# Ray RLlib Multi-Armed Bandits - Market Bandit Example

© 2019-2022, Anyscale. All Rights Reserved

![Anyscale Academy](../../images/AnyscaleAcademyLogo.png)

Now that we've learned about multi-armed bandits and methods for optimizing rewards, let's look at real-world applications, starting with a stock market example.

How well could you invest in the public markets, if you could only observe one macroeconomic signal *inflation* and could only update your investments once each year?

To explore this, first we'll load a dataset derived from this [NYU Stern table](http://pages.stern.nyu.edu/~adamodar/New_Home_Page/datafile/histretSP.html) that shows returns for nearly a century of market data, including dividends and adjustments for inflation. The `market.tsv` file in this folder contains the data.

In [None]:
import pandas as pd
import numpy as np
import os
import sys

In [None]:
# Some properties we'll need:
DEFAULT_MAX_INFLATION = 100.0
DEFAULT_TICKERS = ["sp500", "t.bill", "t.bond", "corp"]
DEFAULT_DATA_FILE = os.path.abspath(os.path.curdir) + "/market.tsv"  # full path

In [None]:
def load_market_data (file_name):
    with open(file_name, "r") as f:
        return pd.read_table(f)

Let's load and examine the data:

In [None]:
df = load_market_data(DEFAULT_DATA_FILE)
df

As you can see the data spans 92 years, from 1928 to 2019. 

The columns represent:
  * `year`: the year
  * `inflation`: the inflation rate at the time
  * `sp500`: [S&P500](https://en.wikipedia.org/wiki/S%26P_500_Index) (composite stock index)
  * `t.bill`: [Treasury Bills](https://www.investopedia.com/terms/t/treasurybill.asp) (short-term gov bonds)
  * `t.bond`: [Treasury Bonds](https://www.investopedia.com/terms/t/treasurybond.asp) (long-term gov bonds)
  * `corp`: [Moody's Baa Corporate Bonds](https://en.wikipedia.org/wiki/Moody%27s_Investors_Service#Moody's_credit_ratings) (moderate risk)

## Analysis of the Data

Let's also look at descriptions statistics for each column:

In [None]:
df.describe()

What are the worst case and best case scenarios? In other words, if one could predict the future market performance, what are the possible ranges of total failure vs. total success over the past century? By "total", we mean what if you had all your money in a given year invested in the worst performing _sector_ (S&P500, T bills, or other) or you were invested in the best performing sector for that year.

In [None]:
n_years = len(df)
min_list = []
max_list = []

for i in range(n_years):
    row = df.iloc[i, 2:]
    min_list.append(min(row))
    max_list.append(max(row))
    
print("{:5.2f}% worst case annualized".format(sum(min_list) / n_years))
print("{:5.2f}% best case annualized".format(sum(max_list) / n_years))

In [None]:
min_max = pd.DataFrame.from_dict({'year': df['year'], 'min':min_list, 'max':max_list})
min_max

We can visualize the best and worst returns, year over year.
Overall this should look like a [*random walk*](https://en.wikipedia.org/wiki/Random_walk):

In [None]:
%matplotlib inline
from matplotlib import pyplot as plt

plt.fill_between(
    df["year"],
    min_list,
    max_list,
    color="b",
    alpha=0.2
)

plt.title("Best vs.

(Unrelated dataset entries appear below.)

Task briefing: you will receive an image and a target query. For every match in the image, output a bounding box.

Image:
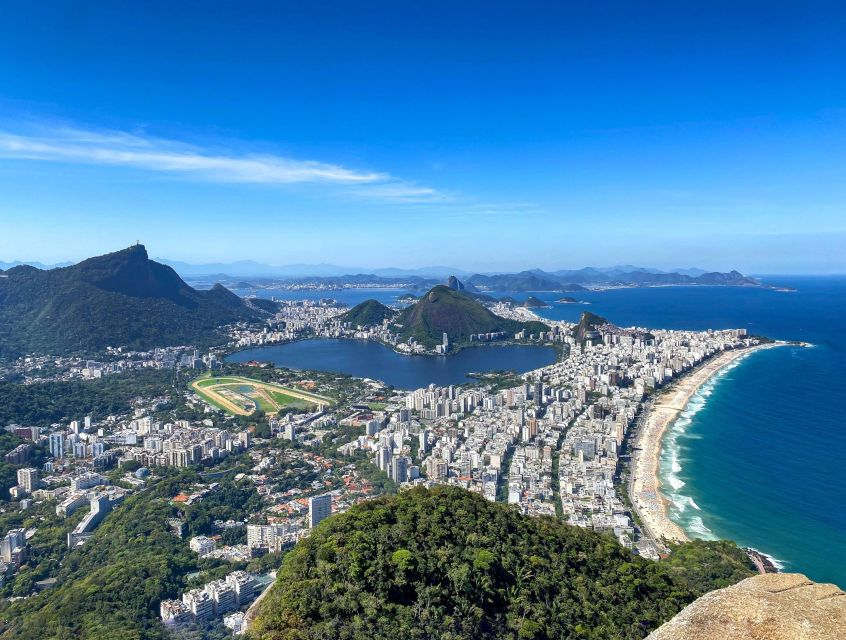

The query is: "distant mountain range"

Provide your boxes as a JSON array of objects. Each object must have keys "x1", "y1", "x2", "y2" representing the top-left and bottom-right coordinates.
[
  {"x1": 0, "y1": 245, "x2": 261, "y2": 358},
  {"x1": 156, "y1": 259, "x2": 712, "y2": 281},
  {"x1": 465, "y1": 268, "x2": 763, "y2": 291},
  {"x1": 0, "y1": 260, "x2": 73, "y2": 271},
  {"x1": 1, "y1": 253, "x2": 778, "y2": 292},
  {"x1": 156, "y1": 259, "x2": 472, "y2": 279},
  {"x1": 216, "y1": 267, "x2": 763, "y2": 292}
]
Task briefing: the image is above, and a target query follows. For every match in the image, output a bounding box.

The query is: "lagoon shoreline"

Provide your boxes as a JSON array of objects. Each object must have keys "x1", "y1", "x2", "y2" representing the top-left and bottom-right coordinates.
[{"x1": 630, "y1": 342, "x2": 786, "y2": 548}]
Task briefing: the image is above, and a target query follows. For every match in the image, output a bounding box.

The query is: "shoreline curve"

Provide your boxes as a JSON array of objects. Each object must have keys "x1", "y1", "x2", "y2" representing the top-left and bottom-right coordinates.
[{"x1": 630, "y1": 342, "x2": 786, "y2": 548}]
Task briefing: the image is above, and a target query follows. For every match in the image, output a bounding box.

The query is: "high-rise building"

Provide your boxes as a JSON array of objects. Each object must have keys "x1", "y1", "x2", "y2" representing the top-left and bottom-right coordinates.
[
  {"x1": 206, "y1": 579, "x2": 236, "y2": 615},
  {"x1": 182, "y1": 588, "x2": 214, "y2": 621},
  {"x1": 0, "y1": 528, "x2": 26, "y2": 565},
  {"x1": 308, "y1": 494, "x2": 331, "y2": 528},
  {"x1": 377, "y1": 446, "x2": 392, "y2": 471},
  {"x1": 16, "y1": 468, "x2": 39, "y2": 494},
  {"x1": 5, "y1": 443, "x2": 32, "y2": 465},
  {"x1": 390, "y1": 456, "x2": 409, "y2": 484},
  {"x1": 365, "y1": 419, "x2": 381, "y2": 436},
  {"x1": 48, "y1": 432, "x2": 65, "y2": 459},
  {"x1": 226, "y1": 570, "x2": 256, "y2": 605}
]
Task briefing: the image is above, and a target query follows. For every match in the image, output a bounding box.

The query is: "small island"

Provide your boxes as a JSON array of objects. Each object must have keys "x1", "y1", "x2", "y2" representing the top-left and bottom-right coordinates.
[{"x1": 519, "y1": 296, "x2": 551, "y2": 309}]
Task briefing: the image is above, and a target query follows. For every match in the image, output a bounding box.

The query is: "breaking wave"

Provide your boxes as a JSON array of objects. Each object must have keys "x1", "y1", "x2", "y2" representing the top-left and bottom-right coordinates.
[{"x1": 658, "y1": 355, "x2": 750, "y2": 541}]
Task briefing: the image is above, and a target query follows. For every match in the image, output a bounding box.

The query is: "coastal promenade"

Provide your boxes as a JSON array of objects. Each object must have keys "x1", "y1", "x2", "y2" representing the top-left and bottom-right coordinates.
[{"x1": 630, "y1": 343, "x2": 783, "y2": 549}]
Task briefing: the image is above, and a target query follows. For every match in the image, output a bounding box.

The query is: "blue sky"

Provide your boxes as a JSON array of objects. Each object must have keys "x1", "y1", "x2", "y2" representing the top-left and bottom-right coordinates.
[{"x1": 0, "y1": 1, "x2": 844, "y2": 273}]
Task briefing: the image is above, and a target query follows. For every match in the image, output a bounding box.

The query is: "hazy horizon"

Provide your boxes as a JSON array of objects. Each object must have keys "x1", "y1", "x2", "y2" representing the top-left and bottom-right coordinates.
[
  {"x1": 1, "y1": 3, "x2": 845, "y2": 273},
  {"x1": 1, "y1": 244, "x2": 844, "y2": 277}
]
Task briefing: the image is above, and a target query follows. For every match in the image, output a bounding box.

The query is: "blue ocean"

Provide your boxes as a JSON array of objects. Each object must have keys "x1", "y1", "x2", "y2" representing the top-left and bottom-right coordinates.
[
  {"x1": 235, "y1": 277, "x2": 846, "y2": 586},
  {"x1": 530, "y1": 276, "x2": 846, "y2": 588}
]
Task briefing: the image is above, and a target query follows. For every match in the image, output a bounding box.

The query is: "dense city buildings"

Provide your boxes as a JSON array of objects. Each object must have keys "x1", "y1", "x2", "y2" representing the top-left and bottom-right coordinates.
[
  {"x1": 0, "y1": 280, "x2": 772, "y2": 636},
  {"x1": 339, "y1": 314, "x2": 759, "y2": 557}
]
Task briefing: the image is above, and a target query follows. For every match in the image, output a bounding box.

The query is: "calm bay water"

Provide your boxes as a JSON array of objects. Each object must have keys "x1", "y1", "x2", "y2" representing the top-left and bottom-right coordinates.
[
  {"x1": 232, "y1": 277, "x2": 845, "y2": 586},
  {"x1": 226, "y1": 338, "x2": 557, "y2": 389}
]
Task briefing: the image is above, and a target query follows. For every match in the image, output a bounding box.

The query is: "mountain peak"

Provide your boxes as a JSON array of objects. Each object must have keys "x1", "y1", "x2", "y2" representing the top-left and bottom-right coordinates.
[
  {"x1": 125, "y1": 242, "x2": 148, "y2": 256},
  {"x1": 340, "y1": 299, "x2": 396, "y2": 326},
  {"x1": 71, "y1": 244, "x2": 192, "y2": 302},
  {"x1": 446, "y1": 275, "x2": 465, "y2": 291},
  {"x1": 0, "y1": 245, "x2": 261, "y2": 357},
  {"x1": 395, "y1": 284, "x2": 548, "y2": 347}
]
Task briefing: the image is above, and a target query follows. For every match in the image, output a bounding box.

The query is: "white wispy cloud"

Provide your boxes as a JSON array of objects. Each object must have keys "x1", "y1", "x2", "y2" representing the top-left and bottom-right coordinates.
[
  {"x1": 0, "y1": 123, "x2": 442, "y2": 201},
  {"x1": 351, "y1": 182, "x2": 455, "y2": 204}
]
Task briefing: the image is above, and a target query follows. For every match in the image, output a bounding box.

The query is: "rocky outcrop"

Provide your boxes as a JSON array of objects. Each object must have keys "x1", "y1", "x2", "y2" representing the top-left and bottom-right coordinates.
[
  {"x1": 446, "y1": 275, "x2": 465, "y2": 291},
  {"x1": 647, "y1": 573, "x2": 846, "y2": 640}
]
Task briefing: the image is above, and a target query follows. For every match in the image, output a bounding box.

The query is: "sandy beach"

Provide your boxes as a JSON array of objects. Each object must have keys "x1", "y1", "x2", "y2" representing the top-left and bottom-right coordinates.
[{"x1": 630, "y1": 343, "x2": 784, "y2": 547}]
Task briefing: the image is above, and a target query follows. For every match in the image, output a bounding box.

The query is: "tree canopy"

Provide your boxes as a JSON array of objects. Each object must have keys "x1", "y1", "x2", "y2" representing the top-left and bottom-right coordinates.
[{"x1": 250, "y1": 486, "x2": 754, "y2": 640}]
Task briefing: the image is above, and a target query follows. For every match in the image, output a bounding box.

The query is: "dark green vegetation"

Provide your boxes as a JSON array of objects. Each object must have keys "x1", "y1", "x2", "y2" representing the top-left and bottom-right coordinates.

Worst Market Return")
plt.xlabel("Year")
plt.ylabel("Return")
plt.show()

There are some years where the performance varies widely, while other years everything returns about the same performance.

## Defining an Environment

Now let's define a Gym environment so that we can train a contextual bandit to optimize annual investments over that period.

In [None]:
import gym
from gym.spaces import Discrete, Box
from gym.utils import seeding
import random

This is the bandit we'll use to represent the market "environment".

In [None]:
class MarketBandit(gym.Env):
    
    def __init__ (self, config={}):
        self.max_inflation = config.get("max-inflation", DEFAULT_MAX_INFLATION)
        self.tickers = config.get("tickers", DEFAULT_TICKERS)
        self.data_file = config.get("data-file", DEFAULT_DATA_FILE)
        print(f"MarketBandit: max_inflation: {self.max_inflation}, tickers: {self.tickers}, data file: {self.data_file} (config: {config})")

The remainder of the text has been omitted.